L'udienza preliminare si terrà il 17 luglio. E forse allora si saprà se per il decesso di Valentina Milluzzo chi l'ha avuta in cura all'ospedale Cannizzaro, dove ha perso la vita, sarà rinviato a giudizio. È l'ultima novità sul caso della 32enne di Palagonia
Madre e gemelli morti, chiesto il processo per 7 medici Per i magistrati «imprudenza, negligenza e imperizia»
L’udienza preliminare si terrà il 17 luglio e allora si saprà se per la morte di Valentina Milluzzo i medici dell’ospedale Cannizzaro che l’hanno avuta in cura dovranno affrontare un processo. È l’ultima novità sul caso della donna di Palagonia, impiegata di banca di 32 anni, deceduta il 16 ottobre 2016, poche ore dopo avere dato alla luce i due gemellini che portava in grembo da cinque mesi. Gli indagati, in totale, sono sette: il primario del reparto di Ginecologia Paolo Scollo; i dirigenti medici Silvana Campione, Giuseppe Calvo, Alessandra Coffaro, Andrea Distefano e Vincenzo Filippello; l’anestesista Francesco Cavallaro. L’accusa ipotizzata dalla procura di Catania è di omicidio colposo in concorso. Secondo i magistrati, tutt’e sette «in concorso e cooperazione tra loro, causavano per colpa il decesso della gestante Valentina Milluzzo, ricoverata nel reparto di Ginecologia a partire dal 29 settembre 2016 per minaccia d’aborto in gravidanza gemellare».

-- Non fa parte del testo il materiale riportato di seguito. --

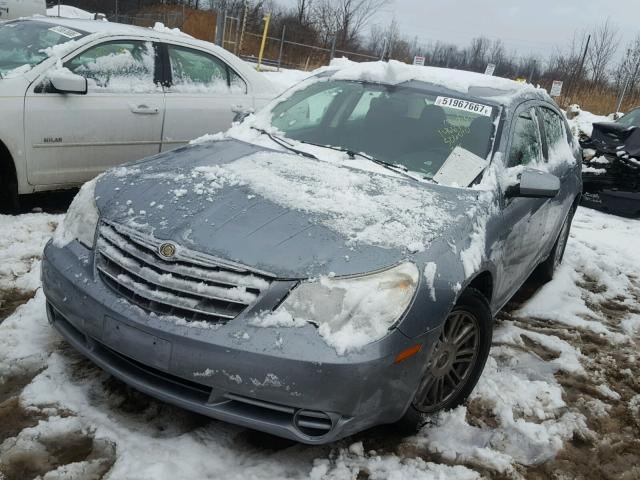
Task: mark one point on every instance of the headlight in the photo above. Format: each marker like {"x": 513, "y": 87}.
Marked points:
{"x": 355, "y": 311}
{"x": 81, "y": 219}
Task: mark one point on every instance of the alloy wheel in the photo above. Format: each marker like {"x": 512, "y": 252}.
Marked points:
{"x": 451, "y": 363}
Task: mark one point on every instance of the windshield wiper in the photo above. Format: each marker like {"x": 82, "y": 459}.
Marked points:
{"x": 401, "y": 169}
{"x": 284, "y": 143}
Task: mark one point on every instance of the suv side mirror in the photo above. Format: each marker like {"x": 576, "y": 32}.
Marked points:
{"x": 241, "y": 112}
{"x": 535, "y": 184}
{"x": 67, "y": 82}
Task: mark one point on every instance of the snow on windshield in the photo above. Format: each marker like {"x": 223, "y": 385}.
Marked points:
{"x": 371, "y": 209}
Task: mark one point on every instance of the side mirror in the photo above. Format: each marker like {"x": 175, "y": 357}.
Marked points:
{"x": 241, "y": 112}
{"x": 535, "y": 184}
{"x": 67, "y": 82}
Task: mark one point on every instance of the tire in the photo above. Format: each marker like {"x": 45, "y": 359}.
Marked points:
{"x": 452, "y": 374}
{"x": 547, "y": 269}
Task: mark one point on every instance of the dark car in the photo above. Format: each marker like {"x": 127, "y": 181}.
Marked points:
{"x": 612, "y": 169}
{"x": 331, "y": 264}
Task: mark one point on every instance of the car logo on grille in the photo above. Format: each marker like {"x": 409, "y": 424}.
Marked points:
{"x": 167, "y": 250}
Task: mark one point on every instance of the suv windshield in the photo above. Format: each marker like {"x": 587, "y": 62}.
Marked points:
{"x": 434, "y": 135}
{"x": 631, "y": 119}
{"x": 23, "y": 43}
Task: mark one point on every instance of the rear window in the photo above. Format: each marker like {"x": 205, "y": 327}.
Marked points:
{"x": 26, "y": 43}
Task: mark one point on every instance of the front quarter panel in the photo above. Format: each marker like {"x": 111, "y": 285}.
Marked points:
{"x": 12, "y": 92}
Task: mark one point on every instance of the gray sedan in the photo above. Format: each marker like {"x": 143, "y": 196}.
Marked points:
{"x": 331, "y": 263}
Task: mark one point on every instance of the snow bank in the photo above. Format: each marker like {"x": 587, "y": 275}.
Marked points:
{"x": 22, "y": 239}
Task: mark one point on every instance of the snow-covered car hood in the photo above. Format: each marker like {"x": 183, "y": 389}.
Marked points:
{"x": 285, "y": 214}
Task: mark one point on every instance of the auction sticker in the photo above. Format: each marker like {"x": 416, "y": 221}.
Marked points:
{"x": 465, "y": 105}
{"x": 65, "y": 32}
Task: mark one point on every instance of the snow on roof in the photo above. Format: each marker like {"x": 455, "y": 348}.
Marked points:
{"x": 394, "y": 73}
{"x": 67, "y": 11}
{"x": 111, "y": 28}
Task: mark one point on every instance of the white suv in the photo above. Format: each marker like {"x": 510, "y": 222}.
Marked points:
{"x": 80, "y": 96}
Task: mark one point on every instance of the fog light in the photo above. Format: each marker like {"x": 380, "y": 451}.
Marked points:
{"x": 408, "y": 353}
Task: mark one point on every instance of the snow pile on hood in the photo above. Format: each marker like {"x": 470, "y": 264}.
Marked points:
{"x": 372, "y": 209}
{"x": 285, "y": 78}
{"x": 582, "y": 121}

Per l’accusa, Milluzzo sarebbe morta per «imprudenza, negligenza e imperizia» di chi l’ha assistita nell’ultimo periodo del suo ricovero. In particolare, il 14 ottobre – data in cui sarebbero arrivati i risultati di un tampone vaginale che le era stato somministrato – i medici non avrebbero somministrato alla 32enne una terapia antibiotica adeguata; il giorno dopo, non sarebbe stata «tempestivamente» riconosciuta l’infezione in corso, e non avrebbero continuato a dare alla 32enne i giusti antibiotici, né avrebbero raccolto i campioni «per gli opportuni esami microbiologici, che avrebbero potuto significativamente diminuire la probabilità della successiva evoluzione dell’infezione verso uno shock settico». Gli ultimi due punti su cui si concentrano i magistrati sono la mancata tempestiva rimozione della fonte dell’infezione, dei feti e della placenta; e infine la mancata somministrazione di globuli rossi durante l’operazione eseguita tra il 15 e il 16 ottobre 2016.

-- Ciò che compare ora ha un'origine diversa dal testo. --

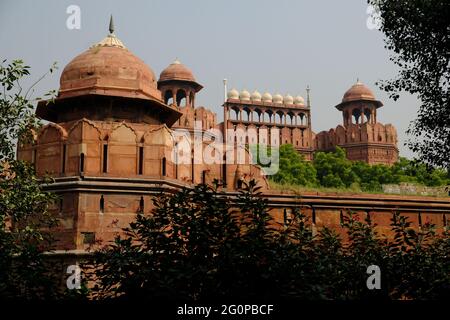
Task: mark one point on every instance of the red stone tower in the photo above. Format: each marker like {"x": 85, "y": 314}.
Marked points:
{"x": 361, "y": 135}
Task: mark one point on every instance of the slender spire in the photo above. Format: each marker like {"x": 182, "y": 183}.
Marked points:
{"x": 111, "y": 25}
{"x": 110, "y": 40}
{"x": 308, "y": 100}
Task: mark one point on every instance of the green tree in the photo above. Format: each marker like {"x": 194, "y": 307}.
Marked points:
{"x": 25, "y": 220}
{"x": 293, "y": 169}
{"x": 418, "y": 35}
{"x": 200, "y": 244}
{"x": 334, "y": 169}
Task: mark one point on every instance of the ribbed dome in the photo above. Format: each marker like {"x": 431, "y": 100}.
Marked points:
{"x": 233, "y": 94}
{"x": 244, "y": 95}
{"x": 256, "y": 96}
{"x": 277, "y": 98}
{"x": 299, "y": 100}
{"x": 358, "y": 92}
{"x": 288, "y": 99}
{"x": 108, "y": 68}
{"x": 267, "y": 97}
{"x": 177, "y": 71}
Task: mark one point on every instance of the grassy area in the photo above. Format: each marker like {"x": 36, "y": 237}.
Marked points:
{"x": 300, "y": 189}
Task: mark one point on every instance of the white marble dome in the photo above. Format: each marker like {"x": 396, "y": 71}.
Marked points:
{"x": 256, "y": 96}
{"x": 267, "y": 97}
{"x": 244, "y": 95}
{"x": 233, "y": 94}
{"x": 299, "y": 100}
{"x": 288, "y": 99}
{"x": 277, "y": 98}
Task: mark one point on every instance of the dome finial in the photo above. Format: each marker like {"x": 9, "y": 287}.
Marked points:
{"x": 111, "y": 25}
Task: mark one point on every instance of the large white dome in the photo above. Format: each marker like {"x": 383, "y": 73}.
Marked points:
{"x": 267, "y": 97}
{"x": 277, "y": 98}
{"x": 288, "y": 99}
{"x": 244, "y": 95}
{"x": 233, "y": 94}
{"x": 299, "y": 100}
{"x": 256, "y": 96}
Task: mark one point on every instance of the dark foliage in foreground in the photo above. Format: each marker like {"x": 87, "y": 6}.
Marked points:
{"x": 196, "y": 245}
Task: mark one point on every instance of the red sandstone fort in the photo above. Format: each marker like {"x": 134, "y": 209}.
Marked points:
{"x": 110, "y": 138}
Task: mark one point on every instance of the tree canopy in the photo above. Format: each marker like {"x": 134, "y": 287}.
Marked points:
{"x": 25, "y": 219}
{"x": 418, "y": 36}
{"x": 334, "y": 170}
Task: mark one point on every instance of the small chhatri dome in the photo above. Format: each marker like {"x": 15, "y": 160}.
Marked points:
{"x": 277, "y": 98}
{"x": 299, "y": 100}
{"x": 233, "y": 94}
{"x": 108, "y": 68}
{"x": 244, "y": 95}
{"x": 267, "y": 97}
{"x": 358, "y": 92}
{"x": 288, "y": 99}
{"x": 177, "y": 71}
{"x": 256, "y": 96}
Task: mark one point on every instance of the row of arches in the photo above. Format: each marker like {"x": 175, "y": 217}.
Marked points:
{"x": 360, "y": 115}
{"x": 268, "y": 116}
{"x": 179, "y": 97}
{"x": 264, "y": 135}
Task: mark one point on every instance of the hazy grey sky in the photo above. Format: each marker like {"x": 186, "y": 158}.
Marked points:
{"x": 275, "y": 46}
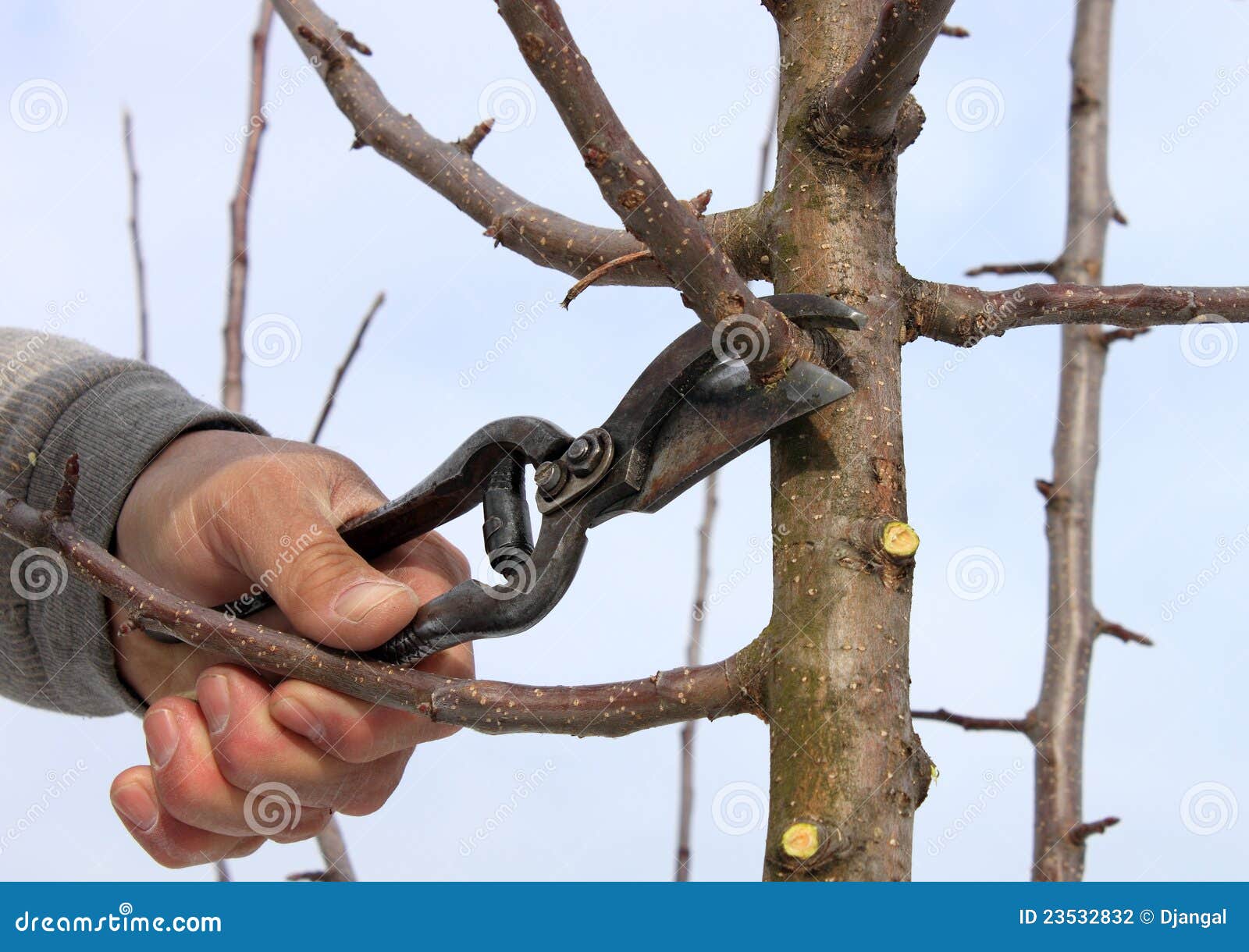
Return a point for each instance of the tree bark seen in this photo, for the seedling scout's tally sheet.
(1059, 717)
(847, 770)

Per ripercorrere i passaggi fondamentali di questa storia bisogna ritornare al 29 settembre 2016, quando Milluzzo viene ricoverata al Cannizzaro. Il primo aborto spontaneo si verifica la notte del 15 ottobre, alle 23.30. Il secondo parto abortivo si registra all’1.40 di domenica mattina. La mamma, invece, muore nelle prime ore del pomeriggio di domenica 16 ottobre, dopo essere stata trasferita in gravi condizioni nel reparto di Rianimazione del Cannizzaro. Deceduta, secondo quanto riferito dai medici, per una «sepsi con crisi emorragica dovuta a un’infezione». La stessa che, secondo i magistrati, non sarebbe stata adeguatamente riconosciuta e a cui sarebbe collegata anche l’altra presunta omissione, relativa all’accusa della mancata raccolta dei campioni per cercare di ridurre la setticemia.
Agli atti dell’indagine c’è anche la consulenza tecnica di parte, depositata il 31 marzo 2017 dai tre esperti dell’università romana di Tor Vergata, nominati dalla procura di Catania guidata da Carmelo Zuccaro. Si tratta del medico legale Gian Luca Marella, dall’infettivologo Antonio Volpi e dal ginecologo Carlo Ticconi. Il loro lavoro ha puntato a chiarire «l’accertamento di causa, mezzi ed epoca del decesso di Valentina Milluzzo e dei feti da ella portati in grembo». Dopo due anni dalla morte della donna, la questione arriva nelle aule di piazza Verga. A decidere sulla richiesta di rinvio a giudizio formulata dai sostituti procuratori Martina Bonfiglio e Fabio Saponara sarà la giudice per l’udienza preliminare Giuseppina Montuori.